While home ownership is often promoted as part of the “American Dream” and a sound financial decision, another point of view might be considered. Home ownership may not be for everyone when considering these drawbacks:
- A home is not an investment. Over the past 120 years, the real return of the value of homes has been less than 0.5 percent a year,
- Home ownership can be a money drain. Mortgage payments and other costs, such as property taxes, maintenance, repair, insurance, and utilities can add up to a significant portion of a household budget.
- The mortgage tax deduction may not be worth it. If you do not itemize on your taxes, you will not get the benefit of this deduction.
- Consider the “rent-price ratio.” This analysis is determined by dividing the average home sale price by the average annual rent. A ratio of 1 to 15 is considered a range when it is better to buy than rent. Between 16 to 20, you are getting in to risky buy territory. Over 21, it may be better to rent than buy. Be sure to also consider how much space you need. Homes are usually larger than apartments.

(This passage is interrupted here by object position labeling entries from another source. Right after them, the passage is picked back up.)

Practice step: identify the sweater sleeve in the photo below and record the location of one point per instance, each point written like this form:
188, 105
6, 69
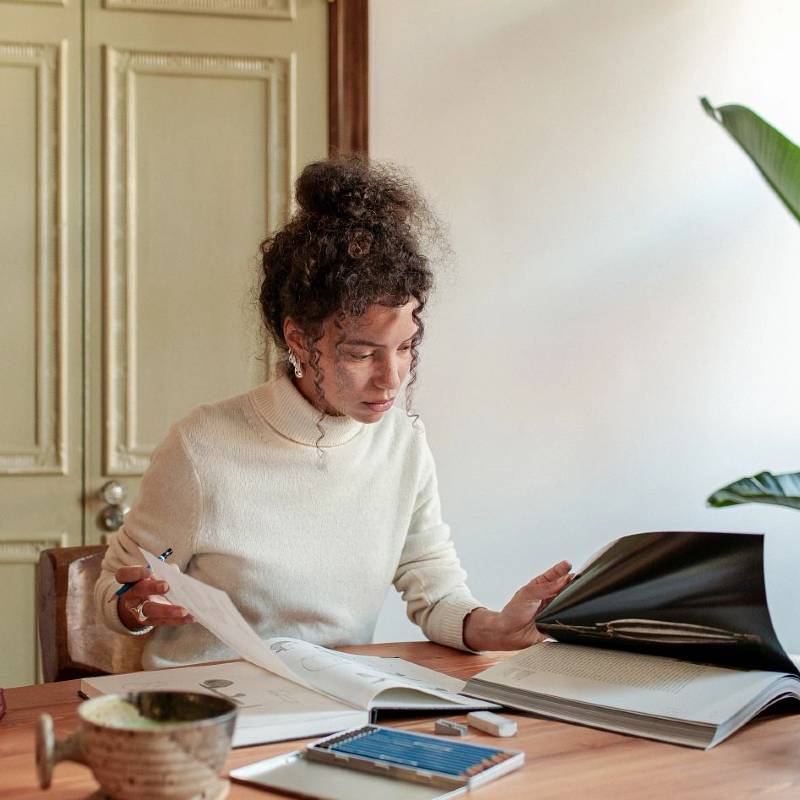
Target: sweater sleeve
429, 575
167, 513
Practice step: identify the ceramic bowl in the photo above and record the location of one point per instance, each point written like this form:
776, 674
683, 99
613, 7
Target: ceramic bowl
154, 745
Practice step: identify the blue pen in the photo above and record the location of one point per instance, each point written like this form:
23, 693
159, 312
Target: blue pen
125, 586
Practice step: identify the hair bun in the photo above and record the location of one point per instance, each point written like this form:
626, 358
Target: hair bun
353, 188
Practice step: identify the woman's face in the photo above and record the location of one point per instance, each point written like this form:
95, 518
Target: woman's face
364, 362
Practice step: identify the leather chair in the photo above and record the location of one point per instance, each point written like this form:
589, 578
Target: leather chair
73, 642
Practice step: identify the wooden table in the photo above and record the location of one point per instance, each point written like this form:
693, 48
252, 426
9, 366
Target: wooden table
562, 761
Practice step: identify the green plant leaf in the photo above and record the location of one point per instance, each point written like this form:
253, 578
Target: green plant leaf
777, 158
781, 490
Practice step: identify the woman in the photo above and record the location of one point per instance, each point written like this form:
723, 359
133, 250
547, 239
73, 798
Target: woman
307, 496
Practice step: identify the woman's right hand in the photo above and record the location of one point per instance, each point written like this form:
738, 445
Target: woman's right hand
148, 594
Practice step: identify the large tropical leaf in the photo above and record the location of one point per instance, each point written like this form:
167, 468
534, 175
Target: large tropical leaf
781, 490
777, 158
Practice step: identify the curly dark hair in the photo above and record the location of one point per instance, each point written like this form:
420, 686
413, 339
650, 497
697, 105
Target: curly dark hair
356, 240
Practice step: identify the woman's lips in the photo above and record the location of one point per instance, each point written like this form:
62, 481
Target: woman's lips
383, 405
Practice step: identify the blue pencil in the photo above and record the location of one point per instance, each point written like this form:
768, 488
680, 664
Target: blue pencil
125, 586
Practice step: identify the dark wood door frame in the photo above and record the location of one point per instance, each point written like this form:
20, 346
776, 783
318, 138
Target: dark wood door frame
348, 72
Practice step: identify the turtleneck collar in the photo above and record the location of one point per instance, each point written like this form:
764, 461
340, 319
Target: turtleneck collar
280, 404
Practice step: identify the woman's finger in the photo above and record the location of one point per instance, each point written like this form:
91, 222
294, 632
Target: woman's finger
555, 572
161, 612
130, 574
147, 587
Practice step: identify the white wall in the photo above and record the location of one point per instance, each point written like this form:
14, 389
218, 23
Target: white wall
619, 337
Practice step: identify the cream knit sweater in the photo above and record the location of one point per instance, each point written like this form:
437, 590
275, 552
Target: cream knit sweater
305, 547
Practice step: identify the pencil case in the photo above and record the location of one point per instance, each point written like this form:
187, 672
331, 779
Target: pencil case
381, 762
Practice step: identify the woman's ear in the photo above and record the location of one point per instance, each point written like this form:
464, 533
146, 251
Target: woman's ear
293, 336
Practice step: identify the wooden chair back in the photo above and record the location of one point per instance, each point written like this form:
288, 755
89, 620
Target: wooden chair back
74, 642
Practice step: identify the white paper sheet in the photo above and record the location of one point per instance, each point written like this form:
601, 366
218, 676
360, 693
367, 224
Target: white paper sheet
215, 611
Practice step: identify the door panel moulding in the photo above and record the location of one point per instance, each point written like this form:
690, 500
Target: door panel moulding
262, 9
48, 454
124, 453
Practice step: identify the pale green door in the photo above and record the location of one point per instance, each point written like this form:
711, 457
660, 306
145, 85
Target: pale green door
196, 117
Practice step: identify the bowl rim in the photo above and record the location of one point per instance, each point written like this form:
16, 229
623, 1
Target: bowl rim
165, 727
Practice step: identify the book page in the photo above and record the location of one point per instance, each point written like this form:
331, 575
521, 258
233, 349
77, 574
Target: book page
335, 674
630, 681
215, 611
361, 680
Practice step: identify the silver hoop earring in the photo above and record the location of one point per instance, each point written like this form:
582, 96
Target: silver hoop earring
298, 367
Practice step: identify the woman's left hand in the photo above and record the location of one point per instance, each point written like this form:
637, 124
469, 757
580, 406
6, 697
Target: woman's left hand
514, 628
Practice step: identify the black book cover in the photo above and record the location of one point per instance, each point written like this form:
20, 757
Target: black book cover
697, 596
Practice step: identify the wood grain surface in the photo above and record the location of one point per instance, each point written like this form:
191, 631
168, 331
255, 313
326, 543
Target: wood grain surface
562, 761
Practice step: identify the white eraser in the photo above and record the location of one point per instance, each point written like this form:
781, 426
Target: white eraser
492, 723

- People often buy a larger house than needed, resulting in higher mortgage, insurance, energy, and maintenance costs as well as higher property taxes.
For additional information on the financial drawbacks of home ownership, click here.
- Have students ask homeowners for suggestions they would offer to people planning to buy.
- Have students create a financial analysis comparing renting and buying for comparable housing.
- What factors might you overlooked when deciding to buy a home?
- How you decide whether to rent or buy your housing?